Oliver Klefter and Ulla Feldt-Rasmussen

Department of Medical Endocrinology, PE 2131, Rigshospitalet, University Hospital of Copenhagen, Blegdamsvej 9, DK-2100 Copenhagen, Denmark

(Correspondence should be addressed to O N Klefter; Email: oliver.niels{at}gmail.com)

Abstract

Objective: Adult patients with GH deficiency (GHD) are characterized by a reduced muscle mass, but also reduced bone mineral density (BMD) and content (BMC), which have been ascribed to GHD per se.

The aim of this study was to investigate if changes in BMD/BMC in adult GHD patients could be due to a muscle modulating effect, and if treatment with GH would primarily increase muscle mass and strength with a secondary increase in BMD/BMC, thus supporting the present physiological concept that mass and strength of bones are mainly determined by dynamic loads from the skeletal muscles.

Method: We performed a systematic literature analysis, including 51 clinical trials published between 1996 and 2008, which had studied the development in muscle mass, muscle strength, BMD, and/or BMC in GH-treated adult GHD patients.

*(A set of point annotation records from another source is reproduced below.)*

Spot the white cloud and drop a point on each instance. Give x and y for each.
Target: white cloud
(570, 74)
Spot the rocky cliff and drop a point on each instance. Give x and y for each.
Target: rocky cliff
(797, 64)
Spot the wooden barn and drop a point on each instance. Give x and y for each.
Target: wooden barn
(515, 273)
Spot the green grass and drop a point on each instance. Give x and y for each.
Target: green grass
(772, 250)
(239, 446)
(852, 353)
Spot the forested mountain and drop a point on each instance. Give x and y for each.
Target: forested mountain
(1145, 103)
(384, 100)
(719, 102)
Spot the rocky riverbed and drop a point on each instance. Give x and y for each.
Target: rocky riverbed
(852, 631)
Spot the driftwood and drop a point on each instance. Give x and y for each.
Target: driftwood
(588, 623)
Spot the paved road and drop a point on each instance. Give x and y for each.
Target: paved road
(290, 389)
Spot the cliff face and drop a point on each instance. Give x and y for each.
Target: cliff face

Results: GH therapy had an anabolic effect on skeletal muscle. The largest increase in muscle mass occurred during the first 12 months of therapy.

Most trials measuring BMD/BMC reported significant increases from baseline values. The significant increases in BMD/BMC occurred after 12–18 months of treatment, i.e. usually later than the increases in muscle parameters. Only seven trials studied both muscle and bone variables concomitantly. No trials studied the relationship between the changes in muscle and bone measurements.

Conclusion: Although in vitro studies have shown that GH has a direct effect on bone remodeling, present physiological concepts and the results of clinical trials from 1996 to 2008 suggest that the anabolic changes in muscle mass and strength may also contribute to changes in BMD/BMC in GH-treated adult GHD patients.